Kulibayev, 44, is Kazakhstan’s third wealthiest person, according to Forbes magazine, with a net worth of $1.3 billion. He is one of the country’s most influential businessmen and a dominant figure in the oil and gas industry, which has earned him the nickname the “oil prince.” He heads the KazEnergy Association, Kazakhstan’s powerful oil and gas lobbying group and is the largest shareholder in Halyk Bank together with his wife Dinara Kulibayeva, the president’s second-eldest daughter.
Kulibayev has often been mentioned as a possible successor of Nazarbayev, 70, but has so far largely preferred to stay out of the public eye. This is bound to change in his new role and may be the underlying reason for his appointment.
Nazarbayev has wanted to show his public support for his son-in-law, says political scientist Dosym Satpayev. More importantly, Kulibayev and Prime Minister Karim Massimov, who form an interest group, have been significantly strengthened by this move. Kelimbetov, the outgoing Samruk-Kazyna chairman, had been perceived as a political counterweight to Massimov and has now been sidelined (Golos Respubliki, April 15).
However, Kulibayev’s ascent to the top is by no means assured.

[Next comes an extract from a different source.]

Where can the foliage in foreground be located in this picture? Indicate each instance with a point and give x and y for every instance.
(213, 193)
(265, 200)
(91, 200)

Another presidential son-in-law, Rakhat Aliyev, once married to the eldest daughter Dariga Nazarbayeva, claims he fell from grace after telling Nazarbayev he wanted to be president. He was ambassador to Austria and has been living in hiding in Europe for the past few years. A Kazakh court found him guilty of kidnapping and extortion in absentia in 2008 and sentenced him to 40 years in jail.
Massimov, who has headed the government since 2007, was reappointed by Nazarbayev on the day of his inauguration and received the unanimous vote of parliament. This led Nazarbayev to quip that he himself had only received 95.5 percent of the votes compared to Massimov’s 100 percent.
Foreign Minister Kanat Saudabayev and Interior Minister Serik Baimangabetov were substituted by Yerzhan Kazykhanov and Kalmukhanbet Kasymov, respectively. However Saudabayev retained his post as state secretary.
Kazykhanov, an Arabic speaker, stepped up from deputy foreign minister and is a former ambassador to Austria. He will “raise Kazakhstan’s authority in the Islamic World,” said Nazarbayev. Kazakhstan looked towards Europe in 2010 when it held the chairmanship of the Organization for Security and Co-operation in Europe (OSCE), he added. In 2011, when Kazakhstan will chair the Council of Foreign Ministers of the Organization of the Islamic Conference (OIC) starting in June, the country’s focus will shift towards the Arab and Islamic world.
Talgat Yermegiyayev was appointed minister of tourism and sport. Assylzhan Mamytbekov became minister of agriculture. Berik Kamaliyev was named minister of transport and communications.
Further changes were announced on April 14 when Nazarbayev appointed Prosecutor-General Kairat Mami as speaker of the Senate, the upper house of parliament, a position that would require him to assume the presidency should the president die in office or become incapacitated. He replaces Kassym-Zhomart Tokayev, who was named director-general of the United Nations office in Geneva a few weeks ago.
On the same day, Nazarbayev also sacked six Supreme Court judges for corruption. The Prosecutor-General’s Office has opened criminal cases against the judges, which led the Supreme Court Chairman Musabek Alimbekov to hand in his resignation after the charges were filed. Bektas Beknazarov, chairman of the Aktobe Oblast court, was appointed as his replacement.
The veteran leader Nazarbayev, in office since 1989, was given a new five-year term earlier this month in an election that was marred by irregularities. He has far-reaching powers and brooks little dissent. He has promised further democratization of Kazakhstan’s society as well as steps to increase the powers of parliament and the responsibilities of the government. One of the largest threats to Kazakhstan’s stability, as seen by international organizations, foreign investors, and many people in Kazakhstan, is the question of who will ultimately succeed Nazarbayev when he goes.
More sweeping government changes may be in store after the next parliamentary elections scheduled for 2012.